Receiver not bound by arbitration agreement entered into before company insolvency: Ontario court

Requiring receiver to commence arbitration proceedings 'unfair' to creditors

Receiver not bound by arbitration agreement entered into before company insolvency: Ontario court

The Ontario Superior Court of Justice ruled that a court-appointed receiver is not bound to adhere to an existing arbitration agreement entered into by a company before insolvency proceedings began.

Royal Bank of Canada v. Mundo Media Ltd., 2022 ONSC 2147 involved Mundo Media, an advertising technology company that carried business across Canada and the US. Mundo entered into two contracts with SPay, a US-based sports management technology business. Under the management and support agreement, SPay agreed to pay Mundo for content distribution. Meanwhile, the publisher agreement provides that SPay would receive payment for performance ad units provided exclusively to Mundo.

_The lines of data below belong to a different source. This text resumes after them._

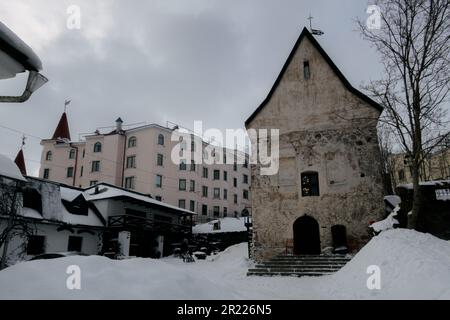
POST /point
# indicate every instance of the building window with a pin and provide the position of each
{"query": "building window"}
(95, 166)
(97, 147)
(183, 165)
(182, 185)
(129, 183)
(36, 245)
(46, 173)
(306, 70)
(131, 162)
(75, 243)
(160, 160)
(158, 181)
(216, 211)
(132, 142)
(69, 172)
(160, 139)
(401, 175)
(310, 184)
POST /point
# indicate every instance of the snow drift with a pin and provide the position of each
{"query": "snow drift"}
(413, 266)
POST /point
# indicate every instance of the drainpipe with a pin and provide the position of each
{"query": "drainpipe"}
(76, 163)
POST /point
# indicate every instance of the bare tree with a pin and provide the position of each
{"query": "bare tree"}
(14, 225)
(414, 43)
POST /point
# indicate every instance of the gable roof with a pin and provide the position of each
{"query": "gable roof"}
(62, 130)
(346, 83)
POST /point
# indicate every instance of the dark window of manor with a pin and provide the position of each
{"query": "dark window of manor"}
(401, 175)
(161, 140)
(132, 142)
(310, 184)
(74, 243)
(306, 70)
(46, 173)
(97, 147)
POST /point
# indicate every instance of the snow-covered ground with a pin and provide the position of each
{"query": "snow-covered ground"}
(227, 224)
(413, 266)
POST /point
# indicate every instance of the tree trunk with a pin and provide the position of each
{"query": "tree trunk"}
(417, 199)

Both contracts contain an arbitration clause requiring parties to arbitrate any disputes “arising out of or relating to the agreements” in New York under the JAMS Comprehensive Arbitration Rules and Procedures and the New York law.

In Apr. 2019, Mundo was placed in receivership by a court order issued by the Superior Court under s. 243 of the Bankruptcy and Insolvency Act. The court order authorized the receiver to exercise all remedies available to Mundo, collect money owed to Mundo, and prosecute proceedings concerning Mundo and its property. In July 2019, the Delaware bankruptcy court issued a reciprocal enforcement order.

During the insolvency proceedings, the receiver claimed that SPay owed Mundo $4.1 million under the management and support agreement and asserted this claim through a motion for judgment. Meanwhile, SPay contended that Mundo owed it substantial amounts under the publisher agreement. Spay said it plans to assert these obligations through set-off in any collection proceedings the receiver brings.

SPay then sought a stay of the receiver’s motion for judgment and an order requiring the receiver to pursue any claim against it through arbitration in New York.

SPay argued that it was a “stranger to the bankruptcy” since it did not participate in the insolvency proceedings other than bringing a motion for a stay. It also argued that both parties agreed to arbitrate all disputes arising from their contractual relationship, and the law favours enforcement of arbitration clauses.

The Superior Court dismissed the motion for a stay of the receiver’s claim against SPay under the management and support agreement.

According to the court, there was no evidence to prove that the insolvency proceedings were improperly initiated. Thus, it has jurisdiction to hear and decide the receiver’s claim against SPay.

“This jurisdiction has been recognized in this very case by a reciprocal enforcement order in the United States issued from the Delaware bankruptcy court,” Justice Michael Penny wrote. “The receiver’s claim properly relates to a matter which is subject to the 2019 order, i.e., to exercise all remedies available to Mundo, to collect money owed to Mundo, and to prosecute proceedings with respect to Mundo and its property.”

Moreover, the court held that requiring the receiver to commence arbitration proceedings in New York would be “unfair to Mundo’s creditors” and “inconsistent with the object of the BIA” to avoid the chaos and inefficiency of multiple proceedings and potentially sending the receiver “scurrying to multiple jurisdictions.”

The court also disagreed with SPay’s contention that it will suffer any prejudice by requiring it to assert its set-off in the insolvency proceedings.

“All of the relevant procedural protections available in a New York arbitration are capable of being reproduced, if necessary and appropriate for the just and equitable management of this case, within the context of the receiver’s claim in the insolvency proceedings for $4.1 million under the management and support agreement,” Justice Penny said.